Xenophont In Pseudo-Xenophont’s Letters and in Fictional Letters of Socrates and Socratics

Keywords: Xenophon, Socrates, socratic, fictional letters, intertextuality


The aim of the analysis of the apocryphal correspondence of Pseudo-Xenophon, which tradition has given us with two independent paths—7 excerpts preserved in the Anthology by Stobaeus and 6 entire letters included in the Socratis et Socraticorum epistole (ed. R. Hercher)—is an attempt to delineate on their basis, a portrait of Xenophon, commonly accepted in the time of the Roman Empire. Pseudo-Xenophon letters clearly define the creator of Anabasis as the philosopher of Socratic, basically keeping silent about his historical work.
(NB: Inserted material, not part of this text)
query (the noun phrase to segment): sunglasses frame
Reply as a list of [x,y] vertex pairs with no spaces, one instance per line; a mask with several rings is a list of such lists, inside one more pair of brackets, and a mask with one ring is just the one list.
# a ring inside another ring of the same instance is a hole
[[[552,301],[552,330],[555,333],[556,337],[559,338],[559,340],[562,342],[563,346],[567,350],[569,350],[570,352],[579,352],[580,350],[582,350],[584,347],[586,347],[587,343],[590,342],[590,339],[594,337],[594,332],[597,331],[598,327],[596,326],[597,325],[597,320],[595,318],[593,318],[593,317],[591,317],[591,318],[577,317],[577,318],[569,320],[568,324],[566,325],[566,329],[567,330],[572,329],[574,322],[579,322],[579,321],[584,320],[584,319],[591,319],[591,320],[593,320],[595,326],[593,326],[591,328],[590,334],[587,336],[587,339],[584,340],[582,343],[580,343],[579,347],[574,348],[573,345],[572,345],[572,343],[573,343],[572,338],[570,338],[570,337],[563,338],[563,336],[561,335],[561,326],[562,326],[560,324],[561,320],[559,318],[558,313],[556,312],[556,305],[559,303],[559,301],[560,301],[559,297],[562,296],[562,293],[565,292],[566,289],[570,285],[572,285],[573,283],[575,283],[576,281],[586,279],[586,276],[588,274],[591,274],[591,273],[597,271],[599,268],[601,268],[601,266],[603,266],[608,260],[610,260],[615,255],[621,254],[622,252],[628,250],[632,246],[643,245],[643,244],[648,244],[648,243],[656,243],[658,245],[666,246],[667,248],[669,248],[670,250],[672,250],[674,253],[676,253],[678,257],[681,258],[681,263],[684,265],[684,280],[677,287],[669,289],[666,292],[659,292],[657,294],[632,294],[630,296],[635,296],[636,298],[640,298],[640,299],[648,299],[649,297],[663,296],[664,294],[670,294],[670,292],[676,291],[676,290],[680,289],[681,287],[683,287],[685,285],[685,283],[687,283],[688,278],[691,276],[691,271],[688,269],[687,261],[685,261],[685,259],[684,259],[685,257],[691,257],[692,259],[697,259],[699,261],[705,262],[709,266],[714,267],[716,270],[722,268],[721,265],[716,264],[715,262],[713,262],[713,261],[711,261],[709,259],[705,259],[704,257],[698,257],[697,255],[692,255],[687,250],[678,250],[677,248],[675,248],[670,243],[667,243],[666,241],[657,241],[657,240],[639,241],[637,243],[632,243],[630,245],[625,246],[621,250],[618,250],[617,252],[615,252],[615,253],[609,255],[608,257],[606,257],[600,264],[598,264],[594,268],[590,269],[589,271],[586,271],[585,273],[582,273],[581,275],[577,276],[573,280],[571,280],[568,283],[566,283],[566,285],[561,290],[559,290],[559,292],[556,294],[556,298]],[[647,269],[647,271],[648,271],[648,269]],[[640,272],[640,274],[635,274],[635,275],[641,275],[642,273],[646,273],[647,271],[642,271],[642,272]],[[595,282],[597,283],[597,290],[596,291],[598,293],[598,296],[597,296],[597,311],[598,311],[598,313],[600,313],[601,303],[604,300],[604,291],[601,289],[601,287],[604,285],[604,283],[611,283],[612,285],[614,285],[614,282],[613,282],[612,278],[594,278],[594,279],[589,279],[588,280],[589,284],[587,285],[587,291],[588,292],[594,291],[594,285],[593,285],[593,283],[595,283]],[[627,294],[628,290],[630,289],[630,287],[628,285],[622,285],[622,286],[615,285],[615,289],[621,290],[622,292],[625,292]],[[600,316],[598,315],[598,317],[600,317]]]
They give us testimony to his thought, deeply rooted in Socratic ethics, focused on kalokagathia. Continuous pursuit of virtue through consistent improvement not only in pure ethics, but also in specific skills that are supposed to bring benefits, pointed to the key importance of paideia in Xenophont’s work as a pupil of Socrates. In these letters, the reference points are mostly ἐγκράτεια, καρτερία, ἀνδρεία, εὐσέβεια, φιλανθρωπία and finally σωφροσύνη, i.e. the virtues that form the core of Socratic ethics.